I’m not sure who made this
analogy about the difference between short stories and novels, but it goes something
like this. Imagine as a writer you’re a real estate broker taking people on a
tour. Novelists take people on a tour of the entire house: Here is the bedroom.
Here is the living room. Here is the kitchen, isn’t it lovely? They take their
time, and let people get a full appreciation of every nook and cranny. The
short story writer, on the other hand, takes readers to a single room and asks
them to linger there. Let’s really get to know this room, he says. The doors to
the other rooms are open, and you can catch a glimpse, but we’re not going to
go inside of them. Let’s stay here and let this room tell us all we need to
know about the house.
It’s hard, when you get
into the habit of lingering in one room and offering only glimpses of others,
to allow yourself to explore so many other rooms. I found myself getting
impatient and frustrated with the pacing of the pages I was writing. Nothing
exciting is happening, I’d tell myself. This is all so slow and boring. I was
seeking immediate gratification, something that’s a whole lot easier to achieve
in a short story, where the conflict must be immediate and visceral and there
is little time for build-up.
Several of my novelist
friends have told me that at the beginning stages, a novelist has to get used
to writing pages and pages of crap. That you have to “write your way through” a
lot of material that will not end up in the book, because this process is the
only way you get to really know your characters and story well enough to
understand what the novel is about. But after a couple of years of writing
short stories, my brain was hard-wired against writing twenty five pages of “useless”

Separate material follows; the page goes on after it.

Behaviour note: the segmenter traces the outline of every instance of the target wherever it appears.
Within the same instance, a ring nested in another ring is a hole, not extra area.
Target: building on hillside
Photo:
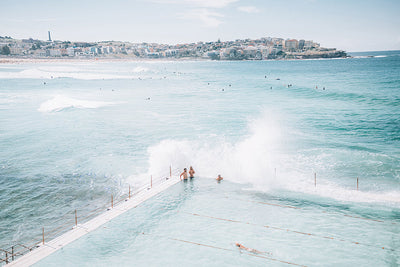
[[[285,48],[289,51],[295,51],[299,47],[299,42],[296,39],[289,39],[285,41]]]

material. Twenty five pages! That’s longer than my average story. Even though I
knew that the material wasn’t exactly useless, that it was exactly what I
needed to do to make headway, I was still resisting and feeling dejected and
paranoid.
After days of what I
thought were false starts, I gave up briefly and returned to story writing. And
for a while I felt better, more in control. Yet this is precisely what the
dilemma boils down to: for a long while, especially at the beginning, you are
NOT in control as a novelist. You have to be okay with that, with plunging into
the unknown and failing.
So have I learned my
lesson? I’m not sure. I’ve put aside those two other novels for now, but
something inspired me at my last residency and it looks like I’ve started
another. The interesting this is, this potential novel started out as a short
story. As I began outlining it, though, I realized it was going to be a very long
story. Maybe even a novella. The longer I thought about it, I realized it could
almost certainly be long enough for a novel. Here, then, was my “solution” to
this problem, one that may just work for other short story writers turned
novelists as well: You may just have to trick your brain into thinking you’re
just writing a story. A 250 page story, but still a story. And maybe once you
do, all those doubts about whether you can write a novel will start to
diminish.
Eric
Sasson is an MFA graduate of NYU and has taught fiction writing at the
Sackett Street Writers Workshop in Brooklyn. His short story collection,
“Margins of Tolerance,” was the 2011 Tartt Award runner-up and was
published by Livingston Press in May. This summer he was named a
Tennessee Williams Scholar to the Sewanee Writers Conference, and was
granted residency fellowships to Ragdale and The Hambidge Center. His
story “Floating” was named a finalist for the Robert Olen Butler prize.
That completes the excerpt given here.